Because it’s more difficult to trace monero than bitcoin, the Symantec researchers did not determine whether any of the victims paid the ransom demands.
Sodinokibi, also known as REvil and Sodin, has been increasingly focusing on targeting large companies. It’s also offering ransomware as a service to other gangs. In 2019, the gang reaped over than $38 million in ransoms, according to an earlier report from security firm Coveware (see: Ryuk and Sodinokibi Surge as Ransom Payments Double).
In the series of attacks that Symantec found, the Sodinokibi gang used several legitimate tools as part of their infection tactics. These include a remote administration client tool created by NetSupport for installing malicious components, a weaponized version of Cobalt Strike to spread malware, Pastebin for hosting the malware and Amazon’s CloudFront service for its command-and-control infrastructure, the report notes.
To infect the victims, the attackers exploited vulnerable network devices or relied on brute-force attacks on remote desktop protocol servers, the Symantec researchers discovered. Once a device was infected, the attackers attempted to evade detection by disabling any security software.
“The attackers also appear to be interested in stealing credentials on victim machines, and are observed adding user accounts, presumably in an attempt to maintain persistence on victim machines and also in a further attempt to keep a low profile on victim network,” the Symantec researchers report.
In three cases, the gang also scanned for POS or credit card software after infecting the networks with the ransomware, the report notes.
While two of the victims were larger organizations, the attackers scanned the third firm – a somewhat smaller healthcare entity – to determine if the victim was in a position to pay the ransom, the report notes.
Commenting on the POS attacks, the report notes: “One thing that is clear is the actors using Sodinokibi are sophisticated and skilled and show no sign that their activity is likely to decrease anytime soon. It will be interesting to see if this was just opportunistic activity in this campaign, or if it is set to be a new tactic adopted by targeted ransomware gangs.”
Other security researchers took note of this development as well.

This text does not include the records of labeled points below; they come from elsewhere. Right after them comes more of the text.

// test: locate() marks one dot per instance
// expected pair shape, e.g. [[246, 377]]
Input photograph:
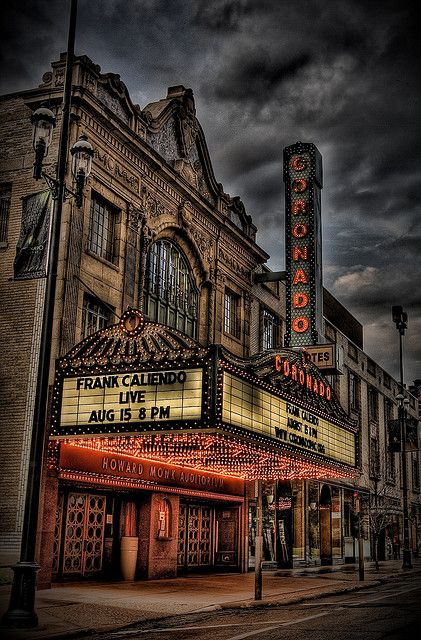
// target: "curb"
[[273, 601]]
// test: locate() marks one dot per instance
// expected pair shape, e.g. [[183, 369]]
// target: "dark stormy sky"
[[343, 74]]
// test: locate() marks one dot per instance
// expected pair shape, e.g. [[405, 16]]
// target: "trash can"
[[128, 556]]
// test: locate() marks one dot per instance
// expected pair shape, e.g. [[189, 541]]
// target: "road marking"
[[276, 626], [271, 624]]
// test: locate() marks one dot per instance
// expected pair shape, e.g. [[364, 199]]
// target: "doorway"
[[79, 534], [194, 537], [325, 525]]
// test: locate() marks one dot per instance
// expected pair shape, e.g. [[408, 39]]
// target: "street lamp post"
[[21, 612], [400, 318]]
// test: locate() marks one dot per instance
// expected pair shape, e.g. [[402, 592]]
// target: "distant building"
[[172, 390]]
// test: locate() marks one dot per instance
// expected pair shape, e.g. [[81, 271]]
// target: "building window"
[[232, 313], [371, 367], [269, 331], [330, 332], [390, 455], [415, 472], [5, 194], [373, 404], [171, 296], [95, 315], [352, 351], [354, 391], [374, 459], [102, 228]]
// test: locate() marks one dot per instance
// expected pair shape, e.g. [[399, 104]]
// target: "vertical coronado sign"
[[303, 243]]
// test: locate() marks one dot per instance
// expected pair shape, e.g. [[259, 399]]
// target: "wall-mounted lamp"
[[43, 122], [82, 154]]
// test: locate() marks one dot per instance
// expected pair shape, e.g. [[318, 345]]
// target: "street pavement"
[[71, 610]]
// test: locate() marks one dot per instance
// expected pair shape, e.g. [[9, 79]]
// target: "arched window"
[[171, 295]]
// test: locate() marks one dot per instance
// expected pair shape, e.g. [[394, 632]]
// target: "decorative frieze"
[[117, 170], [234, 264]]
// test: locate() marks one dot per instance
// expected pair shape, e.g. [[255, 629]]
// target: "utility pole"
[[259, 544], [21, 612]]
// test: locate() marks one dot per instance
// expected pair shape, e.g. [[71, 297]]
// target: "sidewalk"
[[69, 610]]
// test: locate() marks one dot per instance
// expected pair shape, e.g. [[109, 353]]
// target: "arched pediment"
[[132, 341], [175, 133]]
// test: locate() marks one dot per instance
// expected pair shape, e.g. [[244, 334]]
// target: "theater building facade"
[[157, 442], [172, 393]]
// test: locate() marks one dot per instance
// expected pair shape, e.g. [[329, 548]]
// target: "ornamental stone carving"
[[154, 208], [186, 214], [136, 216]]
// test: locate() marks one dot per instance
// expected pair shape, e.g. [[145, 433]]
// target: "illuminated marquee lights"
[[302, 176], [217, 453], [118, 356]]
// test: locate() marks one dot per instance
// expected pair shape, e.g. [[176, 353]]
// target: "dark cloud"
[[344, 75]]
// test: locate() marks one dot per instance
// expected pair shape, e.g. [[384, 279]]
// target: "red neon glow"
[[300, 276], [299, 325], [299, 300], [217, 453]]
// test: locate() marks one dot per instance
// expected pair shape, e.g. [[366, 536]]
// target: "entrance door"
[[226, 544], [83, 534], [325, 525], [194, 536]]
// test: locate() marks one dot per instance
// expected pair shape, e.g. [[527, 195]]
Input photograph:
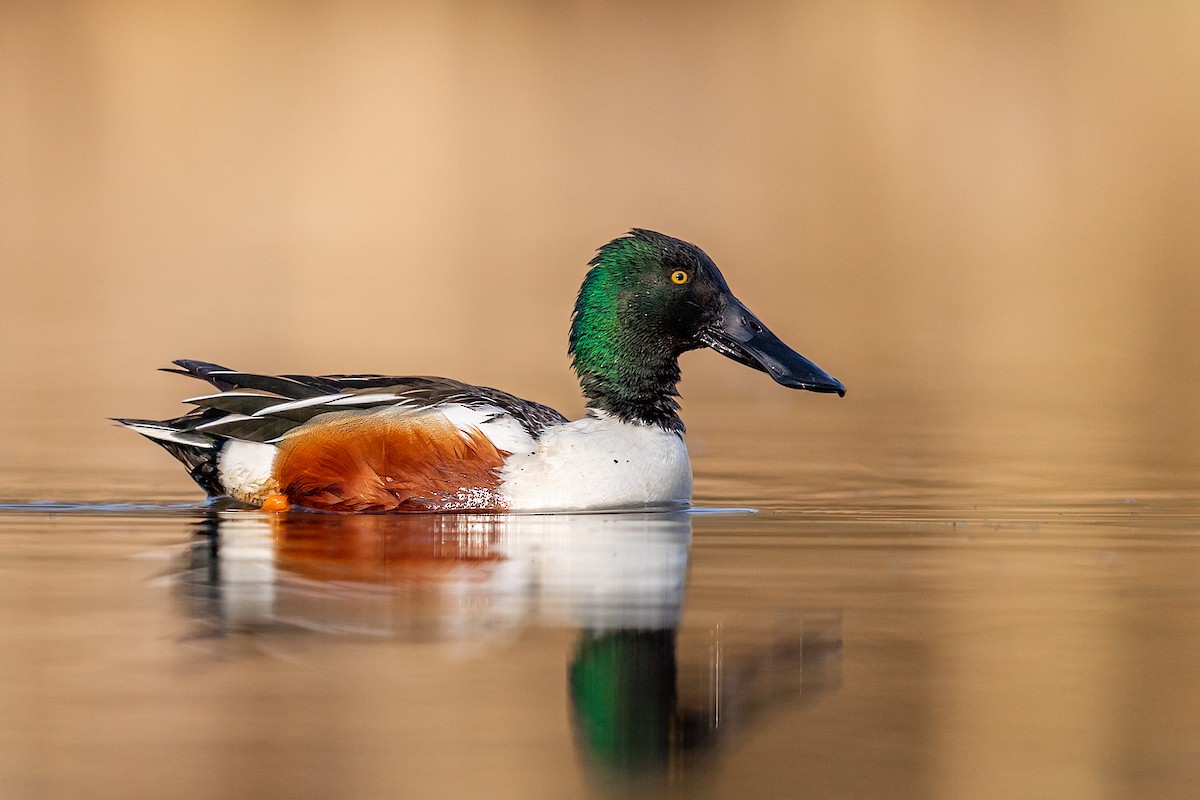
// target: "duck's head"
[[648, 299]]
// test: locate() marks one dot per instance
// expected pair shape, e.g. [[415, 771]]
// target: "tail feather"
[[197, 451]]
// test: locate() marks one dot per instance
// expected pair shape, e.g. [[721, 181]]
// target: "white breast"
[[599, 463]]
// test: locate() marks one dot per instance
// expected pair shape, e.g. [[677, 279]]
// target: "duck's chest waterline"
[[594, 463], [599, 462]]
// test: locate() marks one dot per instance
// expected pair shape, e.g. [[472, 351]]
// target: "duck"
[[384, 444]]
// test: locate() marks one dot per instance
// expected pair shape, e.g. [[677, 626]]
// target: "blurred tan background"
[[989, 211]]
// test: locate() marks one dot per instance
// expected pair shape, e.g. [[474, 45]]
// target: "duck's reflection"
[[648, 696]]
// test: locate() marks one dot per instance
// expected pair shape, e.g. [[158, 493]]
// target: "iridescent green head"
[[647, 300]]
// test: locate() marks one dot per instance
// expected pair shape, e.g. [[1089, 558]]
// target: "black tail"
[[197, 451]]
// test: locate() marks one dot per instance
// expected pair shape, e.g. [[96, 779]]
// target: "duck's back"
[[388, 444]]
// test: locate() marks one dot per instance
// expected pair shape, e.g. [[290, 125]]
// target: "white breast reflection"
[[652, 699], [438, 576]]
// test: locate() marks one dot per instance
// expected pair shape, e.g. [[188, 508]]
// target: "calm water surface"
[[929, 613]]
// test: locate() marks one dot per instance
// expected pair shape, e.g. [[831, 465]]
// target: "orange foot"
[[276, 503]]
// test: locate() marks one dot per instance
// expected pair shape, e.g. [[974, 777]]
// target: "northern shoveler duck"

Interesting development with Sodinokibi #ransomware “campaign in which the attackers are also scanning the networks of some victims for credit card or point of sale (PoS) software” via @threatintel https://t.co/7fFzhMe0KH #malware #cybercrime pic.twitter.com/EczpQpHDyn
— Raj Samani (@Raj_Samani) June 24, 2020
History of Attacks
Sodinokibi was first spotted around June 2019 after the administrators of GandCrab, a ransomware-as-a-service criminal group, announced its closure. Security experts believe that the operators of GandCrab are likely behind Sodiokibi.
In April, the London-based foreign currency exchange firm Travelex paid a ransom of $2.3 million to regain access to its data after Sodinokibi attacked its systems (see: Travelex Paid $2.3 Million to Ransomware Gang: Report).
In May, the Sodinokibi gang began pressuring a high-profile New York law firm to pay a $42 million ransom, threatening to release more data on the firm’s roster of celebrity clients following a ransomware attack (see: Ransomware Gangs Go (Lady) Gaga for Data Breaches).